Some in the Cuban anti-communist community have noted that it is the concert, not the cruise, that is out of character for Branson. The billionaire has previously boasted of enjoying a limousine ride with Fidel Antonio Castro Smirnov, the dictator’s grandson, and has dressed up as mass murderer Ernesto “Che” Guevara to promote his business. As the Cuban-American outlet Babalú Blog notes, “Sir Richard has been able to toss millions of Pounds, Euros, and Dollars into the Castro treasury by creating apartheid tourism opportunities for slumming bigots from all nations, principally through his Virgin Atlantic airline and his new Virgin Voyages Cruises.”

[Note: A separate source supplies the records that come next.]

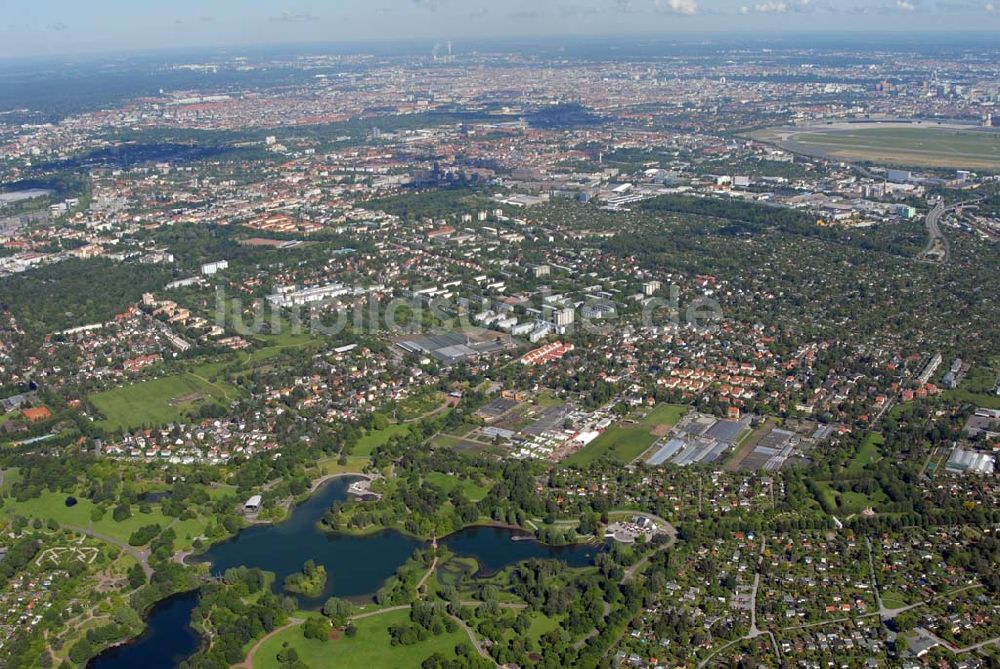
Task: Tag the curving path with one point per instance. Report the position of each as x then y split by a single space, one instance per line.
142 556
248 662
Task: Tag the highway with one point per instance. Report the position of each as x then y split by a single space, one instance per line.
937 245
938 249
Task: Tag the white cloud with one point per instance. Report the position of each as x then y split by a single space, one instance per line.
687 7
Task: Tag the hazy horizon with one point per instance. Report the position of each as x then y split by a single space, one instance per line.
60 27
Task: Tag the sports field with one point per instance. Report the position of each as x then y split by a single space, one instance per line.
916 146
627 442
158 401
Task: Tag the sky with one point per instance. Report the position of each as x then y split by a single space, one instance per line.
30 28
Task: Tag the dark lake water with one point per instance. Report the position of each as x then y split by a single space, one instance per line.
356 567
167 641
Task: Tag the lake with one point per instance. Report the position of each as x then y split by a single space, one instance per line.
356 567
167 641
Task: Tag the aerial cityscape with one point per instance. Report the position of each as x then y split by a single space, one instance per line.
476 346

Branson’s concern for Venezuela may be legitimate – and, if so, he appears woefully unaware of the role the Cuban regime he is comfortable doing business with has played in the humanitarian crisis he hopes to help end. Guaidó, who reportedly reached out to Branson for the concert, is clearly aware; he urged Cuban soldiers to leave the country, or at least disobey Maduro, during a speech shortly after taking office. The proximity of Virgin’s cruise announcement and the Venezuela Aid Live launch may prove an opportunity for Branson to educate himself on the damage the Castro regime continues to cause throughout the continent.